Ela foi encaminhada ao NUH em 30 de janeiro, depois que os exames de sangue mostraram que estava infectada com enterovírus, que é um vírus comum que geralmente causa sintomas do tipo frio, mas “de alguma forma conseguiu entrar na minha corrente sanguínea e chegar ao meu coração”. Isso causou miocardite, ou inflamação do músculo cardíaco, o que levou ao acúmulo de fluidos nos pulmões.

“Antes de ser colocado em ECMO acordado, só me lembro de me sentir super doente, constantemente vomitando e não conseguindo comer”, disse Lye.

Seu coração estava fraco demais para ela ser anestesiada para a ECMO tradicional.

“Eu estava preocupado principalmente com a quantidade de dor que me sentiria”, disse ela. “Mas, no final, me senti completamente confortável e consegui estar acordado para ver o processo de preparação – foi interessante”.

Enfermeiras e fisioterapeutas em sua equipe de cuidados também iniciaram sessões de exercícios suaves, como exercícios de alongamento e mobilidade, para evitar uma rápida perda de massa muscular.

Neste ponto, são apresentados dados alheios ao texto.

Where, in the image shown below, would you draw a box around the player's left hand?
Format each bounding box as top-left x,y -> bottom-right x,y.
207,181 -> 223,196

“Sou grato por a equipe médica ter decidido acordar a ECMO, pois sabia como a intubação poderia levar a um processo de recuperação mais longo”, acrescentou Lye.

Ela se recuperou o suficiente para impedir a ECMO em 4 de fevereiro e recebeu alta em 15 de fevereiro e voltou a fazer tudo o que costumava antes da hospitalização, como caminhadas e opções clínicas para enfermagem.

O professor Ramanathan disse que, para pacientes que precisam de sedação durante o tratamento da ECMO, a equipe pretende acordá -los após 14 a 21 dias para começar a reabilitação e impedir o desperdício muscular.

Nathan Tan, trinta anos, entrou no departamento de emergência em março de 2023, depois de sentir dor nas costas e respirar superficial.

CMG20250522-RCHIONG01/张俊杰/刘安淇/DA Sobrevivência à força: reabilitação durante e pós-ecmo crucial para melhor qualidade de vida e recuperação mais rápida (bloqueio de Tower Nuhs, #09-01, 1e Kent Ridge Road, Singapore 119228) Mr Nathan Tan* 陈博盛, 30, 30, dando-se, na ridge, na ridge, em 22228, em 2228. Dedos e sua perna esquerda após um ataque de pneumonia em 2023, o Sr. Tan aprendeu a dançar novamente depois de passar por reabilitação. (Nota aos editores: o paciente não deve ser identificado. Seu nome é um pseudônimo.)

Apesar de perder os dedos, os dedos dos pés e a perna esquerda abaixo do joelho depois de um ataque de pneumonia em 2023, Nathan Tan, 30 anos, aprendeu a dançar novamente depois de passar pela reabilitação.Foto: Lianhe Zaobao

Ele foi diagnosticado com pneumonia. “Foi quando tudo foi ladeira abaixo”, disse ele.

Tan permaneceu sedado enquanto estava no ECMO por 38 dias, mas foi despertado para a reabilitação, pois sua equipe de cuidados não queria que os músculos do jovem atrofiassem.

Infelizmente, em seu terceiro mês no hospital, o vírus que causou sua pneumonia entrou na corrente sanguínea, causando sepse. Ele acabou exigindo amputação dos dedos dos pés e dos pés e da perna esquerda abaixo do joelho, pois eles se tornaram gangrenados.

Apesar disso, Tan continua a viver seu sonho de ser dançarino, citando empresas de dança não tradicionais nos EUA que apresentam dançarinos com deficiência como fonte de inspiração.

“Meus fisioterapeutas foram criativos e trabalharam em movimentos de dança para minha terapia, ajudando -me a continuar a sentir que sou digno. Recuperei minha confiança e até fui ao concerto de Lady Gaga no 21 de maio e dançou meu coração ”, ele disse.